Aber bei gewissen Vogelarten erkennt man doch einen klar negativen Trend, zum Beispiel bei den Arten des Kulturlandes?
Ja und nein. Es kommt auf die Definition an. Wir verstehen unter einer Kulturlandart üblicherweise eine Vogelart, die in der Agrarlandschaft brütet: Sie hat ihr Nest im Acker. Ganz klar: Bodenbrüter wie Feldlerche, Kiebitz oder Braunkehlchen verschwinden. Aber es gibt auch Vogelarten, die vom Kulturland leben. Das sind Vögel, die im Wald brüten und im Kulturland ihre Nahrung suchen. Viele dieser Vogelarten breiten sich aus…
…der Rotmilan zum Beispiel…
…ja, Rotmilan, Schwarzmilan, Misteldrossel, Grünspecht und weitere Arten. Aber diese Arten werden üblicherweise nicht zu den Kulturlandvögeln gezählt. Meine Hypothese lautet: Unsere Zersiedlung und Intensivierung fördert Vogelarten, die zwischen den verschiedenen Lebensräumen – dem Wald, der Agrarlandschaft, den Feuchtgebieten, den Siedlungen – hin und her pendeln können.

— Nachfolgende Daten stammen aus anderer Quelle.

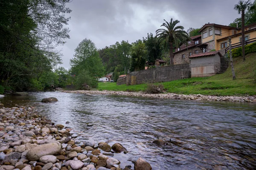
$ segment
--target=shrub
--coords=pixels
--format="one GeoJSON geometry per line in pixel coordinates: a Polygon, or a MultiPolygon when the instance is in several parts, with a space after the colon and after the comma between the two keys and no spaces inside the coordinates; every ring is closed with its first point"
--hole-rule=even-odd
{"type": "Polygon", "coordinates": [[[98,81],[96,78],[90,75],[88,71],[83,70],[76,78],[76,86],[79,90],[90,90],[91,88],[98,87],[98,81]]]}
{"type": "MultiPolygon", "coordinates": [[[[232,49],[231,51],[232,51],[232,57],[236,57],[242,55],[242,47],[232,49]]],[[[244,51],[245,55],[256,52],[256,42],[252,43],[245,45],[244,51]]],[[[229,57],[229,51],[228,52],[228,55],[229,57]]]]}
{"type": "Polygon", "coordinates": [[[0,85],[0,94],[3,94],[4,92],[4,88],[3,87],[0,85]]]}
{"type": "Polygon", "coordinates": [[[160,83],[157,85],[153,83],[147,83],[146,92],[151,94],[163,93],[163,85],[160,83]]]}

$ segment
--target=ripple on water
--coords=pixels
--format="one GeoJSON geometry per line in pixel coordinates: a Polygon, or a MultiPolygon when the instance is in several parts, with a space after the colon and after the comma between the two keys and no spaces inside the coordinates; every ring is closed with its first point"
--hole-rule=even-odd
{"type": "Polygon", "coordinates": [[[122,168],[133,168],[131,161],[140,156],[154,170],[256,167],[255,105],[59,92],[0,100],[38,105],[41,114],[56,124],[70,122],[71,132],[82,142],[92,138],[111,145],[121,143],[129,151],[114,156],[122,168]],[[52,96],[59,102],[41,103],[52,96]],[[158,139],[168,142],[157,146],[152,142],[158,139]]]}

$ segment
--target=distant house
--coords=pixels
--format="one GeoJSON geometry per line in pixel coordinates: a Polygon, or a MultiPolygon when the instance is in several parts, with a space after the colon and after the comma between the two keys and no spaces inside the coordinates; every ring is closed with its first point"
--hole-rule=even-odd
{"type": "Polygon", "coordinates": [[[99,81],[99,82],[108,82],[110,80],[109,80],[109,78],[108,77],[103,77],[102,78],[100,78],[99,79],[98,79],[98,81],[99,81]]]}
{"type": "MultiPolygon", "coordinates": [[[[230,37],[232,48],[241,46],[241,28],[208,23],[204,24],[199,32],[201,35],[192,37],[191,40],[188,40],[188,46],[182,45],[175,48],[174,64],[190,63],[190,59],[193,58],[192,56],[212,50],[219,51],[224,56],[228,50],[230,37]]],[[[245,27],[245,44],[254,42],[256,42],[256,23],[245,27]]]]}

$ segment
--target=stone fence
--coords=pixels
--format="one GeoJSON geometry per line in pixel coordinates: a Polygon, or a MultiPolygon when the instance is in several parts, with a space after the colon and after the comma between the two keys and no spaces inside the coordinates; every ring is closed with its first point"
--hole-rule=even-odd
{"type": "Polygon", "coordinates": [[[147,70],[134,71],[128,74],[125,79],[119,81],[117,85],[126,84],[135,85],[145,82],[169,82],[191,76],[189,64],[168,65],[147,70]],[[126,80],[126,81],[125,81],[126,80]]]}

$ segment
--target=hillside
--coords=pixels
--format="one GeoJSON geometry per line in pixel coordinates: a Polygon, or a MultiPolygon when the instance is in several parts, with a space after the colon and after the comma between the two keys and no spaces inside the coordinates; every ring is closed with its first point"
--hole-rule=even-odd
{"type": "MultiPolygon", "coordinates": [[[[256,71],[256,53],[234,59],[236,79],[233,80],[231,67],[222,74],[206,78],[193,78],[162,84],[167,93],[177,94],[201,94],[215,96],[244,96],[256,95],[255,72],[256,71]]],[[[144,91],[146,85],[131,86],[116,85],[115,83],[100,83],[98,89],[116,91],[144,91]]]]}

Die Bestände dieser Arten nehmen in der Tendenz zu, die Bestände derjenigen Arten, die in der Agrarlandschaft leben, gehen in der Mehrzahl zurück. Wenn wir den Begriff des Kulturlandvogels also öffnen, verändert sich das Bild: Es ist nicht mehr nur negativ. Die hybriden Arten, die zwischen Lebensräumen pendeln können, fallen bei der Betrachtung oft unter den Teppich.
Müsste man also die Kategorien ändern, in die wir die Vogelarten einteilen?

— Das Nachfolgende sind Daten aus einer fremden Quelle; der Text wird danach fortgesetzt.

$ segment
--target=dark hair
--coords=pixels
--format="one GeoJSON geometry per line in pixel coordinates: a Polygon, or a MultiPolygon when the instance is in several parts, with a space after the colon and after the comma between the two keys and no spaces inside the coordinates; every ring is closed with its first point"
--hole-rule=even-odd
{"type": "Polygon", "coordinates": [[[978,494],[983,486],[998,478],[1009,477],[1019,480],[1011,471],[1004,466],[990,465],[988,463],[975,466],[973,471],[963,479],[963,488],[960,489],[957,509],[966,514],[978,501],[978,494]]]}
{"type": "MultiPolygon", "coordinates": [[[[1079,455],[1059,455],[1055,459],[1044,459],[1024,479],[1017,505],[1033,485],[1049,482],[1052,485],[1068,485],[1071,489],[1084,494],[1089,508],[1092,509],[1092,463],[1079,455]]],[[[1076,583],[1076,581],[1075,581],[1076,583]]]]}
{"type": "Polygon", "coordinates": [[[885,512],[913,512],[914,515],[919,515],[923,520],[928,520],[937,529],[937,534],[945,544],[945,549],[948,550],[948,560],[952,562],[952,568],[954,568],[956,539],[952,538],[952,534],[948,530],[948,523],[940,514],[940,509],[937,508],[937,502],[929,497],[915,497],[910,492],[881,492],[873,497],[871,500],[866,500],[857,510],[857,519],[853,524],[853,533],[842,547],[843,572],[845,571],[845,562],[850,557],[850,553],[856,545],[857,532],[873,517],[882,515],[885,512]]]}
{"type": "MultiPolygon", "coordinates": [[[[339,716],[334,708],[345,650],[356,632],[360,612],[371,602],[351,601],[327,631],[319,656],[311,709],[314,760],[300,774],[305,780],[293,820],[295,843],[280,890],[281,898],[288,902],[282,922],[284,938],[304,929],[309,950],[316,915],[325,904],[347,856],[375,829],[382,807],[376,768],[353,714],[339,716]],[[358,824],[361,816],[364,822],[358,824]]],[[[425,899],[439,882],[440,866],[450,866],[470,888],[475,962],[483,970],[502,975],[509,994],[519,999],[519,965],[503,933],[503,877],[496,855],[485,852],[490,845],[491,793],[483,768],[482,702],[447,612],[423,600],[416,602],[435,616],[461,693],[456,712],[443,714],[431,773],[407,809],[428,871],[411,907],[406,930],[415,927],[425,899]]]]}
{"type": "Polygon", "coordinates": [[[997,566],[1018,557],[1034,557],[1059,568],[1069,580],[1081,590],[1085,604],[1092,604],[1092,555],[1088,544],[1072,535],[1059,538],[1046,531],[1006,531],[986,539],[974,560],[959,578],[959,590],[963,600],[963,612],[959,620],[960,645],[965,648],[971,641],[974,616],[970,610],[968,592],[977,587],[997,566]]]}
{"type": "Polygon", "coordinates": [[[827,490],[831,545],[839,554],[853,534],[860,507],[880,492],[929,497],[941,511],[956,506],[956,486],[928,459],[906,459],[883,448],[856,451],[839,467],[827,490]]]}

Ja, diese müssten bereinigt werden. Oder wir schauen einfach alle Arten an, wie ich dies am Beispiel der Schweizer Brutvögel gemacht habe. Diese Gesamtbilanz sieht dann anders – positiver – aus, als wenn man sich auf einzelne – negative – Kategorien konzentriert.

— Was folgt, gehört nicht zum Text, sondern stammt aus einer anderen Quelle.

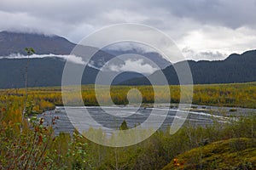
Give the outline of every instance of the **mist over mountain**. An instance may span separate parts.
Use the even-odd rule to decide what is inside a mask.
[[[25,84],[25,68],[27,62],[26,47],[35,49],[36,54],[31,56],[28,67],[28,86],[61,86],[62,71],[67,58],[76,46],[64,37],[45,36],[43,34],[28,34],[17,32],[0,32],[0,88],[22,88]],[[93,47],[77,46],[81,51],[96,50]],[[21,55],[11,58],[10,55]],[[136,48],[117,50],[97,50],[83,74],[83,84],[94,84],[96,77],[108,61],[115,56],[125,54],[136,54],[145,56],[158,65],[157,70],[148,63],[138,60],[117,60],[103,70],[106,79],[110,78],[116,71],[122,72],[113,80],[113,84],[143,85],[149,84],[148,77],[157,79],[160,71],[166,76],[168,84],[179,84],[173,65],[178,66],[181,61],[172,65],[159,54],[145,52]],[[25,57],[25,58],[24,58]],[[86,58],[85,58],[86,59]],[[74,65],[81,66],[86,63],[84,59],[77,56]],[[230,83],[256,81],[256,50],[247,51],[241,54],[233,54],[224,60],[193,61],[188,60],[195,84]],[[129,70],[129,68],[131,68]],[[134,70],[131,71],[131,70]],[[126,69],[126,70],[125,70]],[[143,71],[145,76],[137,73]],[[151,74],[152,73],[152,74]],[[161,84],[162,82],[159,82]]]
[[[224,60],[217,61],[181,61],[162,71],[157,71],[148,77],[156,79],[160,71],[166,76],[168,84],[179,84],[175,67],[188,62],[195,84],[233,83],[256,81],[256,50],[247,51],[241,54],[230,54]],[[123,85],[147,85],[147,77],[133,78],[124,81]],[[161,82],[159,82],[161,84]]]

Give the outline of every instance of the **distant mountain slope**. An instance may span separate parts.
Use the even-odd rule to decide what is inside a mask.
[[[58,36],[43,34],[0,32],[0,55],[26,54],[25,48],[32,47],[38,54],[69,54],[76,44]]]
[[[174,64],[179,66],[184,61]],[[247,51],[241,54],[233,54],[224,60],[188,61],[195,84],[247,82],[256,81],[256,50]],[[157,78],[157,71],[149,76]],[[169,84],[179,84],[173,65],[162,70]],[[146,77],[124,81],[122,85],[148,84]],[[161,82],[160,82],[161,84]]]
[[[24,88],[25,68],[26,59],[1,59],[0,60],[0,88]],[[82,65],[73,64],[76,68]],[[30,59],[28,66],[28,86],[47,87],[61,86],[62,71],[65,60],[60,58]],[[99,70],[85,67],[81,80],[82,84],[94,84]],[[105,72],[108,78],[113,72]],[[135,72],[123,72],[114,80],[113,84],[119,83],[131,77],[142,75]]]

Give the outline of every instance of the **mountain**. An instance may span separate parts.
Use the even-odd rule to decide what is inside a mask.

Es gibt die Idee der „Blauen Listen“: Darin sollen die Arten der Roten Listen aufgeführt werden, die durch Artenförderungsprogramme eine positive Bestandsentwicklung zeigen. Was halten Sie davon?
Das wäre eine Möglichkeit, die Situation angemessener zu gewichten und darzustellen. Auch Grüne Listen für Arten, deren Bestand zunimmt, könnten helfen. Das bedeutet aber nicht, dass man die Bestandsabnahmen negiert. Man sollte diese aber im Kontext aller Arten sehen.
40 Prozent der Brutvogelarten in der Schweiz stehen auf der Roten Liste, sie sind also gefährdet. Wie gross ist die Aussagekraft der Roten Liste?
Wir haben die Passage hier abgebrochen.